In Upper Canada, he returned to a community that had begun to question his leadership. William and Lawrence Herchmer led a group within the community that opposed Jones' influence, claiming it was turning the Mississaugas of the Credit Mission into "Brown Englishmen". The brothers, while Christians, objected to the harsh discipline imposed on the young, the use of voting rather than consensus to govern and the loss of Indian lifestyle and culture.[1] By 1840, the settlement was very strained; pressure from white settlers, scarcity of wood and the uncertainty of whether the band had claims to the land they occupied forced the band council to begin considering relocation. 1840 also saw the Methodist church split into two factions, Canadian Methodists and British Wesleyans.
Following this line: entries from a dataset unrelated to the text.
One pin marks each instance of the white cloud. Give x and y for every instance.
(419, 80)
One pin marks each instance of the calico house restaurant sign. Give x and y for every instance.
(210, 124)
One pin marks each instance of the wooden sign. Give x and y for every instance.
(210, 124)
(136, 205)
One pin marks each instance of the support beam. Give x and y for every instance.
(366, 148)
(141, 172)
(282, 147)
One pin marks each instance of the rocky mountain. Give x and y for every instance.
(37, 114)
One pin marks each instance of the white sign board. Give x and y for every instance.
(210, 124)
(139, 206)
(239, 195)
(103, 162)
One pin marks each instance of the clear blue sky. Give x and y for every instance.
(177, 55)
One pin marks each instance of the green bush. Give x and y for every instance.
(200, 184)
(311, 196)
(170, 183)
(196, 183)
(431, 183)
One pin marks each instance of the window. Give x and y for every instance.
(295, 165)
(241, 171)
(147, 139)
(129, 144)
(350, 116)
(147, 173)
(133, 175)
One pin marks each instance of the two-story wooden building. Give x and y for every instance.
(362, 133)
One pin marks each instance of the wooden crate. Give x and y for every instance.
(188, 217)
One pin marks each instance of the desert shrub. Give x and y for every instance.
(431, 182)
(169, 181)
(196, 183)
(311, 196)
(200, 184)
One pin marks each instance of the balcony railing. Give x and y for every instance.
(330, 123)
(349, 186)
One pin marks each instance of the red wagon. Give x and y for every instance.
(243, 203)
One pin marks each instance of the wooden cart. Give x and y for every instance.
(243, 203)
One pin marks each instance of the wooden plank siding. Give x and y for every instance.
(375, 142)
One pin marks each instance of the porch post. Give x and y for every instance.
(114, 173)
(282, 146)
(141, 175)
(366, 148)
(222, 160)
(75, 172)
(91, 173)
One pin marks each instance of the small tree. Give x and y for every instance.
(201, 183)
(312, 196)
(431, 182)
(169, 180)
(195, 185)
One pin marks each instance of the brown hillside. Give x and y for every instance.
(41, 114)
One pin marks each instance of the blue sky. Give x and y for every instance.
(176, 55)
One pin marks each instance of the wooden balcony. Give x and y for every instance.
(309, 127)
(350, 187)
Various Indian bands aligned with either church, and competition hampered missionary work. Of Jones' friends within the church, only Egerton Ryerson remained in the Canadian conference.[62] With the background of these conflicts in the Credit Settlement, it became increasingly difficult for Jones to travel.[17] Jones influence with the provincial government remained small. Although the Mississaugas of the Credit had been promised title deeds, Jones' meeting with Lieutenant Governor George Arthur failed to produce them.[63] Indian Agent Samuel Jarvis, appointed in 1837, ignored the Mississaugas, failing to issue them the annual reports on their trust funds and failing to respond to letters. The strain of these community splits, combined with Jones' responsibilities as a father after the birth of his first son, Charles Augustus (Wahweyaakuhmegoo (Waawiyekamigoo, "The Round World")) in April 1839, prevented Jones from undertaking many proselytizing tours. As Eliza had previously had two miscarriages and two stillbirths, the couple took great care in raising Charles.[64]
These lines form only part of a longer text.